- Other name: Tony Allen Goodman
- Known for: Video game development

= Tony Goodman =

Co-founder of Ensemble Studios and Robot Entertainment

Tony Goodman is an American video game executive and entrepreneur. He is the co-founder of Ensemble Studios and Robot Entertainment.

==Ensemble Corporation==
In 1989, Tony Allen Goodman founded Ensemble Corporation, an information technology consulting firm based in Dallas, Texas with friends John Boog-Scott, John Calhoun, and Thad Chapman. The company "developed its own management and reporting software suite named Command Center, among other products" and quickly grew. Under Goodman's leadership, Ensemble Corporation was one of America's fastest-growing companies ranked by the Inc. 500 from 1992–1997, growing to more than 100 employees. The company was ranked #339 in the Inc. 500 in its final year of independence, 1997. Ensemble Corporation was then acquired on 6 April 1998 by USWeb Corporation., however Goodman had started a side project that wasn't included in the deal in 1995, called Ensemble Studios.

==Ensemble Studios==
In January 1995 while CEO of Ensemble Corporation, Goodman co-founded Ensemble Studios together with his brother Rick Goodman and John Boog-Scott, while running Ensemble Corporation. Ensemble Studios was formally incorporated in February 1996 and Goodman was CEO and art director while running the business side of both Ensemble companies with Boog-Scott. After the acquisition of Ensemble Corporation, Goodman stayed with the game-focused spin-off to pursue his passion for games. Soon thereafter, Goodman hired Bruce Shelley, a longtime friend, whom he "met at a board game club at the University of Virginia"

Ensemble Studios released two full titles and two expansions during this period: Age of Empires (1997); Age of Empires: The Rise of Rome (1998); Age of Empires II: The Age of Kings (1999); Age of Empires II: The Conquerors (2000).

On 1 May 2001 Microsoft acquired Ensemble Studios as well as the company's intellectual property. Stuart Moulder, general manager of the Games Division at Microsoft commented on the acquisition stating, "The depth of talent and the leadership of Tony Goodman is a winning combination, and this acquisition will help strengthen our mutual commitment to remaining a PC games industry leader."

==Microsoft Years==
While at Microsoft, Goodman was the studio director at Ensemble Studios. Goodman was in this role until the studio was closed by Microsoft on 29 January 2009 following the completion of Halo Wars. "After the closure, the Ensemble leadership team will form a new studio and has agreed to provide ongoing support for Halo Wars as well as work on other projects with Microsoft Game Studios.

During this period, the studio shipped five titles: Age of Mythology (2002), Age of Mythology: The Titans (2003), Age of Empires III (2005), Age of Empires III: The WarChiefs (2006), Age of Empires III: The Asian Dynasties (2007), and Halo Wars (2009).

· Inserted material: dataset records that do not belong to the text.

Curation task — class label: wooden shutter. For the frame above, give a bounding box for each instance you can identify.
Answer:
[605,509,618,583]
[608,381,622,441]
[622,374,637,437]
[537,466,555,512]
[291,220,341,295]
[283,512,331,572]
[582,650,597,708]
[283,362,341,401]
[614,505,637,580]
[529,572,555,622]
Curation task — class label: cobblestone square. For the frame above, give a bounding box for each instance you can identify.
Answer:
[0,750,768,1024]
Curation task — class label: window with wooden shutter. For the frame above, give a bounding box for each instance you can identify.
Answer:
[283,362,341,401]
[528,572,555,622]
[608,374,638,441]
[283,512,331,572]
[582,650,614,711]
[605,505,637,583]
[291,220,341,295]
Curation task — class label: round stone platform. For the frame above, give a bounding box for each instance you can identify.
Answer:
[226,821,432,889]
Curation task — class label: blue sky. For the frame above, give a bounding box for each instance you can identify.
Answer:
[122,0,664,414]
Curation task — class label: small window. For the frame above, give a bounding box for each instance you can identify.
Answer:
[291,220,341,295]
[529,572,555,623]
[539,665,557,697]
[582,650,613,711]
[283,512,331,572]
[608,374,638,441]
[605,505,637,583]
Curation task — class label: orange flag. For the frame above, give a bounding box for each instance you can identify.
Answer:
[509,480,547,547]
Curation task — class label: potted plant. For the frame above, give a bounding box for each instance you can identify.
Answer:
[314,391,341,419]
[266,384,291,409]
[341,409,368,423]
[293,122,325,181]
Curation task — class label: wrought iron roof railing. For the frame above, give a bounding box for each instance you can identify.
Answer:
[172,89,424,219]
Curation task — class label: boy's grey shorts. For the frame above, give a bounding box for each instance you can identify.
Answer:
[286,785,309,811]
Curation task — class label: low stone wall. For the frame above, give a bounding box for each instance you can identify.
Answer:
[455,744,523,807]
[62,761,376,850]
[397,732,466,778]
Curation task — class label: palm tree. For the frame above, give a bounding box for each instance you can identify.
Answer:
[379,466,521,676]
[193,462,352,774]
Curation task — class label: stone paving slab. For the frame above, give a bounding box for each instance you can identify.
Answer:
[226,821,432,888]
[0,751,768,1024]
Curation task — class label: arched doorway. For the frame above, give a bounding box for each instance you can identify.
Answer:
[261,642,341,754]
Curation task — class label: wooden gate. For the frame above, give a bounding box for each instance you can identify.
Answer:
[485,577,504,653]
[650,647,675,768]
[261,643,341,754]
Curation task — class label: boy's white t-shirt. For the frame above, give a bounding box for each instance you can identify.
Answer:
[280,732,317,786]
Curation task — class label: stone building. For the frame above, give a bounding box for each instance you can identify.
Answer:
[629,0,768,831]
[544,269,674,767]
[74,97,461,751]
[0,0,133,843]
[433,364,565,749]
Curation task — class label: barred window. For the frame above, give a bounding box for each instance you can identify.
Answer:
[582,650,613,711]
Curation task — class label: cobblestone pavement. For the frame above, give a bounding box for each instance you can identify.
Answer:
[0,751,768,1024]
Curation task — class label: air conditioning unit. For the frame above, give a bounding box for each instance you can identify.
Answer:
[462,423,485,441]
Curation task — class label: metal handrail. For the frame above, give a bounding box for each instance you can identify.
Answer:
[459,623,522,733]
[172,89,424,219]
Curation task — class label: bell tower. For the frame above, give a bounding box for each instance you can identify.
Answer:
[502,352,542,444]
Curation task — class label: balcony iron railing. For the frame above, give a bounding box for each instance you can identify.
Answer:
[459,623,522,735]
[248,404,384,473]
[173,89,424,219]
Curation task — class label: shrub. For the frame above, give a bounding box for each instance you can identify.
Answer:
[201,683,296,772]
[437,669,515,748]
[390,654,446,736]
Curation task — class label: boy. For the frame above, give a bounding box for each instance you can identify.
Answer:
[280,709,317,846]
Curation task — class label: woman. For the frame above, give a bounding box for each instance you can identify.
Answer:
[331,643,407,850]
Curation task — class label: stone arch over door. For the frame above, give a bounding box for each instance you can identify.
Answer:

Goodman, "left behind a tradition of entrepreneurship." Goodman founded Robot Entertainment the next month. Several startups arose from the ashes, spearheaded by former employees, including Bonfire Studios, Newtoy, Windstorm Studios, Pixelocity, Fuzzy Cube, and GRL Games."

==Robot Entertainment==
In 2009, Goodman was the founding CEO of Robot Entertainment when the company defined its strategy to work on smaller original IP titles. Robot finished up the work on Halo Wars after the closing of Ensemble Studios and was the original developer of Age of Empires Online. In February 2009, days after Robot Entertainment was announced, Goodman presented his old friend, Bruce Shelley with the AIAS Hall of Fame Award at the 2009 DICE Summit in Las Vegas.

Goodman left Robot Entertainment to pursue a new venture in the games industry in mid-2010. Goodman was quoted as saying, "My contributions as CEO at Robot were completed after we successfully transitioned from a vision to a flourishing game studio."

==PeopleFun==
On 17 July 2012, Goodman announced the founding of his newest company, PeopleFun (stylized as peoplefün), along with John Boog-Scott, co-founder of Ensemble Corporation and Ensemble Studios, Angelo Laudon, who was employee No. 1 at Ensemble Studios and lead programmer on the Age of Empires engine; and Leon Campise, a serial entrepreneur in the technology space.

PeopleFun will focus on making games for iOS and Android that are character driven franchises instead of large games such as those created at Ensemble.

On 13 September 2012, PeopleFun launched its first mobile game, Word Chums, a word game for iPhone, iPad and iPod Touch devices. The game is the first appearance of the character franchise "The Chums".